My main conclusion about moving to a new place to teach with a different language, is that I understand the struggle my students are going through, and will more accurately understand what various people immigrating to Canada go through, if I ever teach there.

I will say however, that I feel I have only scratched the surface of what can be done here.  This is really exciting.

2.My First Year Teaching

Concerning the teaching, although I had heard horror stories about the first year of teaching, my experience was not at all negative. I think this is partially because I was not teaching large classes of young students in the public school system. Perhaps it was because Instead, I was teaching small classes of adults in corporate settings, most of whom do not see learning as an obligation, for a small modern teaching company.  I think this set up took a lot of the pressure off my mind.  I am sure there are great joys to teaching young students in a public school setting, however I also assume it can be quite stressful in the first year, especially in terms of discipline and classroom management.

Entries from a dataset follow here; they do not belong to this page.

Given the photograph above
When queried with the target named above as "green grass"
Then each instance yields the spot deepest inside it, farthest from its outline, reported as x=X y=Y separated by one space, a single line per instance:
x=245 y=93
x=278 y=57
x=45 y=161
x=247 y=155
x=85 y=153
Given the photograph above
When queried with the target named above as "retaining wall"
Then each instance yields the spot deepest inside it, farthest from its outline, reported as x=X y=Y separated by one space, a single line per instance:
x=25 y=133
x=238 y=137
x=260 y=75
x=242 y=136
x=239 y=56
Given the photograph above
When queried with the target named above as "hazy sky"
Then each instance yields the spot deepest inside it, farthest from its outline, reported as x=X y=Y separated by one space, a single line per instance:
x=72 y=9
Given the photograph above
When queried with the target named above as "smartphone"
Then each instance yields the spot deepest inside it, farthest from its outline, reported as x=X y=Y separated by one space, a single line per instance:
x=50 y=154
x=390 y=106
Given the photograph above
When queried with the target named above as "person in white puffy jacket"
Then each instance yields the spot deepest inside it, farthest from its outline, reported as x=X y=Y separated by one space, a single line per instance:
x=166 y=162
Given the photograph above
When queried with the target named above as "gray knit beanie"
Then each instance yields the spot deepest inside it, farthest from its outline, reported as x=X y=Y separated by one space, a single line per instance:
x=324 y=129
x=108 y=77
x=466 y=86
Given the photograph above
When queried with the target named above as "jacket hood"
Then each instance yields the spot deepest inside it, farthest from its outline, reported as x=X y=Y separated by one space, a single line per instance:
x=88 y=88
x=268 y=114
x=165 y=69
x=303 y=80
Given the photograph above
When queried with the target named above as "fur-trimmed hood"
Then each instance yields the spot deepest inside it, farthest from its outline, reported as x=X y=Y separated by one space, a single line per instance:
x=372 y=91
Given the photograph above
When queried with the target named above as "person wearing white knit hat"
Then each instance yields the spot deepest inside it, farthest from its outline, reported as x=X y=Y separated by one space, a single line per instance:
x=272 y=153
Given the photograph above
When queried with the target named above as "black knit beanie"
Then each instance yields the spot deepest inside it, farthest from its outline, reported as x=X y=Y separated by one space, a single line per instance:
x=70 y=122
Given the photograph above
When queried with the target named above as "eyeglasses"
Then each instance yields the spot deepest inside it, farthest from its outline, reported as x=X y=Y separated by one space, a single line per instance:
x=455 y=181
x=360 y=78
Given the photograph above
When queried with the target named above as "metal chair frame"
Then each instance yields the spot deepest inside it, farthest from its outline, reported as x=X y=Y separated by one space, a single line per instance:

I have taught many lessons on many subjects, but I have to say one of the things that is a great pleasure, are the small moments of collaboration between the teachers. The Language Company is a modern company with 50 or so teachers who all have different students. They travel to the students not the other way around. In the office, and on the internet, we often share with each other and benefit from the resources there. This in short, has been a great thing.

In terms of my success with teaching, I feel that it is a very long process learning a language. Consider that it may take a day or a week to introduce a verb tense. However, it may take a life time to really master a language.

From my own experience, learning grammatical rules is only a first step. You need to learn many new verbs, each one with their particularities and differences in actual application. This can take years. So, although I see progress in my students, what must be considered in teaching is that you only see a snapshot of each students’ progress. You are there to introduce them to ideas, and get them to practice them in a very limited time frame. You do your best, but you can only encourage them to start a journey that may take them a very long time to complete. In fact, it can be argued that with language, the possibilities to improve your understanding and capabilities are infinite. It should be obvious, that native speakers such as myself are still learning the scope of how they can communicate despite having exponentially more experience. Patience and time are key to the learning process.

The imperative that lessons should be built to be authentic and communicative that I learned in school, is more difficult to attain than I thought. I am most proud of lessons that I designed specifically for my students, because I feel these have been high points in terms of seeing their motivation.